NEW DELHI -- India could be one of the world’s fastest growing big economies in 2015-16, according to predictions outlined in the government’s annual economic survey released Friday. The survey, which comes a day ahead of the country’s annual federal budget, says that the Indian economy is poised for double-digit growth in the near future.

The survey has pegged India’s Gross Domestic Product (GDP) growth at between 8.1-8.5 percent in 2015-16, as against 7.4 percent in 2014-15, even though it said that the buoyancy of Indian exports has actually fallen. Painting an optimistic picture for India’s future economic growth, the survey predicts that the federal government will succeed in restricting its fiscal deficit to 4.1 percent.

“From the macroeconomic perspective, the worst is clearly behind us,” the survey says. Prepared under India’s Oxford-trained chief economic advisor Arvind Subramanian, the survey states that brighter prospects in India “owe mainly to the fact that the economy stands largely relieved of the vulnerabilities associated with an economic slowdown, persistent inflation, elevated fiscal deficit, slackening domestic demand, external account imbalances, and oscillating value of the rupee in 2011-12 and 2012-13.”

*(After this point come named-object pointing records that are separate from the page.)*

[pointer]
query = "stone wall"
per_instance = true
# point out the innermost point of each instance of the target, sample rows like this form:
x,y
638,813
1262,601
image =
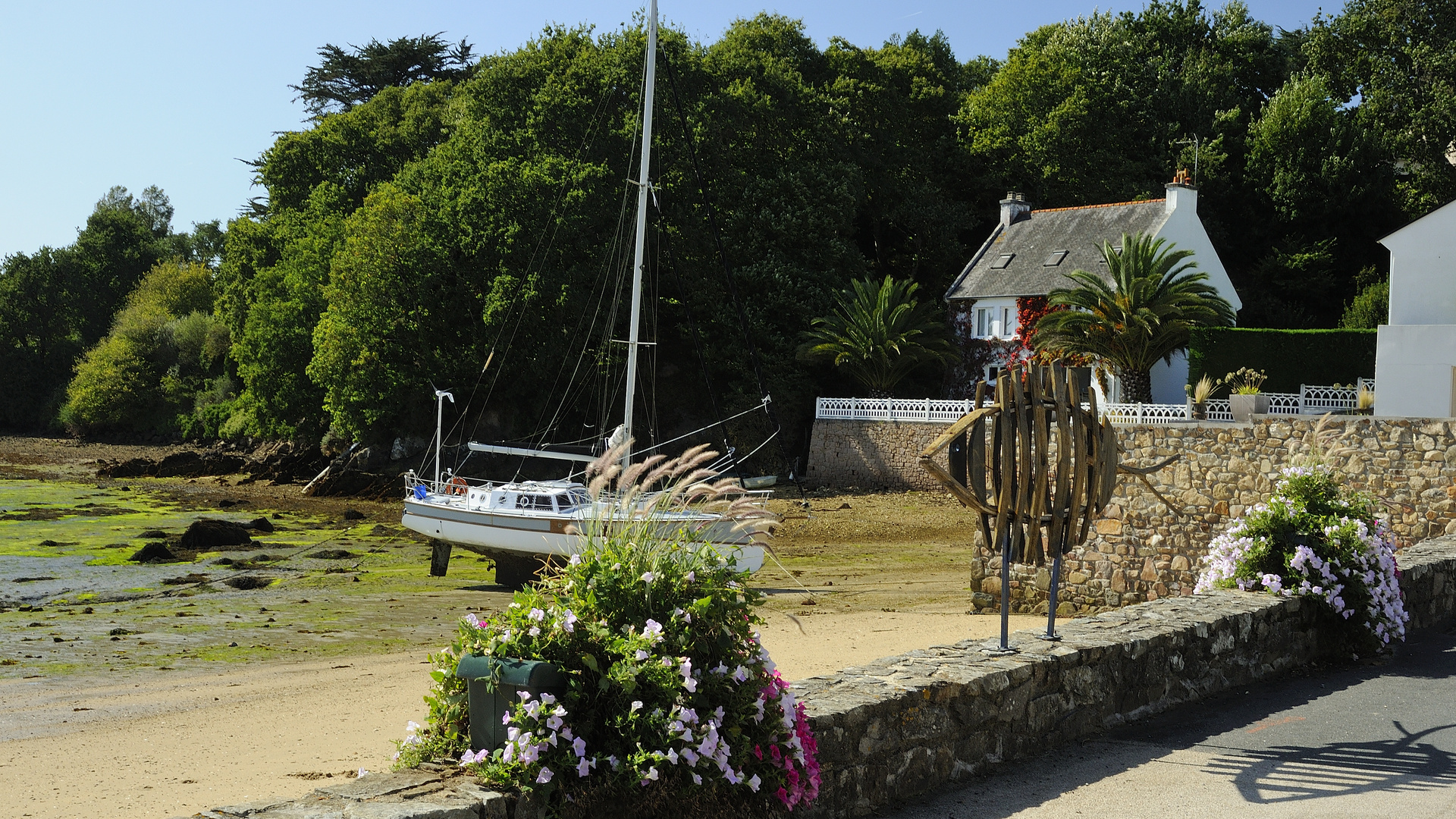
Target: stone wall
x,y
903,726
871,455
1141,550
906,726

The growth projections in the survey are based on the assumption that global oil prices will remain at the present low levels. India is energy deficient and imports a bulk of its energy requirements.

The survey says that the outlook for India’s external sector is “perhaps the most favorable since the 2008 global financial crisis and much better than 2012-13, when elevated oil and gold imports fuelled a surge in the current account deficit.” In 2013-14, India’s trade deficit declined to $135.8 billion from a high of $190.3 billion the previous year owing to a decline in the growth of imports, even though growth in Indian exports remained sluggish at 4.7 percent.

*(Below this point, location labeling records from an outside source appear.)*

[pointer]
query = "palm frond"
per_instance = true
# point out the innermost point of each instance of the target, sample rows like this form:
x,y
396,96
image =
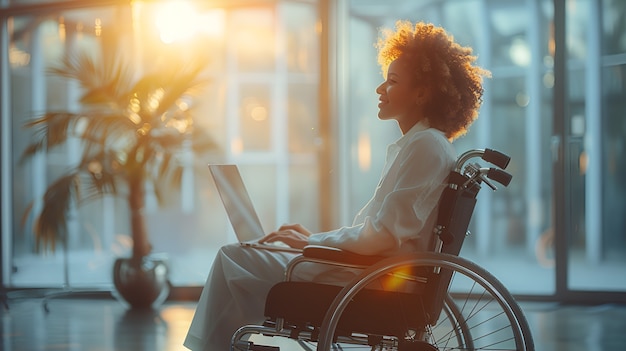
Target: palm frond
x,y
51,223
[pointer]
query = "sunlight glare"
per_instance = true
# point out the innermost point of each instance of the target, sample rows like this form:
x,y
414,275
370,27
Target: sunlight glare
x,y
176,20
179,20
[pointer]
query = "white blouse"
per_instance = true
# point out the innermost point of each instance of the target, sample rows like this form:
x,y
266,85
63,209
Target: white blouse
x,y
401,214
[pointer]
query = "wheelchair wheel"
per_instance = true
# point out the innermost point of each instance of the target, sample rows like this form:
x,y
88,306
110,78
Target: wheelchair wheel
x,y
478,313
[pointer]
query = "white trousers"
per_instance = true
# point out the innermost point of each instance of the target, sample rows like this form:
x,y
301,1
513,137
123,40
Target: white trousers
x,y
235,291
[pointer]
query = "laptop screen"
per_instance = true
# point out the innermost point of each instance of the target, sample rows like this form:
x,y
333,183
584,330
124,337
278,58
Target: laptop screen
x,y
237,203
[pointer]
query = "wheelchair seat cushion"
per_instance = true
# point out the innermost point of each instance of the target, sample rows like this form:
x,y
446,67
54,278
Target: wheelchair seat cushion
x,y
371,311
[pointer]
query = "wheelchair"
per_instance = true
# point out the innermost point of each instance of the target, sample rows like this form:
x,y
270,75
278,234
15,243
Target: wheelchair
x,y
454,304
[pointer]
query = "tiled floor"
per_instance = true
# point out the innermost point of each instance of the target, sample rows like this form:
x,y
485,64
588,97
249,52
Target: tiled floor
x,y
106,325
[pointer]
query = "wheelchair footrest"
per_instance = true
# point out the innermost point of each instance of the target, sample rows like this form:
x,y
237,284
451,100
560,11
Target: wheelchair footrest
x,y
371,311
263,348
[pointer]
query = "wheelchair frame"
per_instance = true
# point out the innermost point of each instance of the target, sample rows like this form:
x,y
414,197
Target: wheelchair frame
x,y
487,317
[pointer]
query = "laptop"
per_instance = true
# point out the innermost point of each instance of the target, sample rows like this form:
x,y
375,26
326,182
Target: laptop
x,y
241,213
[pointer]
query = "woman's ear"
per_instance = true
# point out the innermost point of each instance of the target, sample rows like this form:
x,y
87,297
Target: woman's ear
x,y
421,95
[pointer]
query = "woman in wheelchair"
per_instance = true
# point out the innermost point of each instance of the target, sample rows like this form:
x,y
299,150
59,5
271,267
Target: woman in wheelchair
x,y
432,89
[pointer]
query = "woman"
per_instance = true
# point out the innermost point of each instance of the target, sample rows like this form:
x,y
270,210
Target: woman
x,y
433,91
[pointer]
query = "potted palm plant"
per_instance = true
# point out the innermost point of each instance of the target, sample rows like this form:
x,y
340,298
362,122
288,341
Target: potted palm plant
x,y
132,128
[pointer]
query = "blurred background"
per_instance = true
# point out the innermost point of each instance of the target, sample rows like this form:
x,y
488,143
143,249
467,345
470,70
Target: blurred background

In 2014-15, India’s services sector grew by a little over 10 percent, and contributed nearly three-fourths to the overall growth figure. In fact, the survey noted that in 2013, the Indian services sector registered the fastest growth, next only to China. The survey especially highlighted what it said was “hyper-growth” in the Indian technology startup space. The Indian IT sector as a whole employs about 3.5 million people and clocks annual revenues to the tune of $119 billion, out of which $100 billion is earned through exports.

Jaijit Bhattacharya, partner, Infrastructure & Government services at KPMG, said, in an emailed statement, that while he welcomed the fact that the survey has targeted the elimination of revenue deficit and has laid out a “fiscal discipline wherein borrowings will be done for only capital investments,” a muted export growth projection would be an “area of concern” unless India becomes more competitive.”

“The survey indicates that the government is bearing a very large subsidy bill, with the food subsidy bill being one of the largest. It would be imperative to taper off the subsidies over a period of time to support deeper structural reforms. The social pressures for supporting the underprivileged while balancing the short term imperative of boosting public investment and not upsetting the fiscal discipline continues to be a challenge,” Bhattacharya said, in his statement.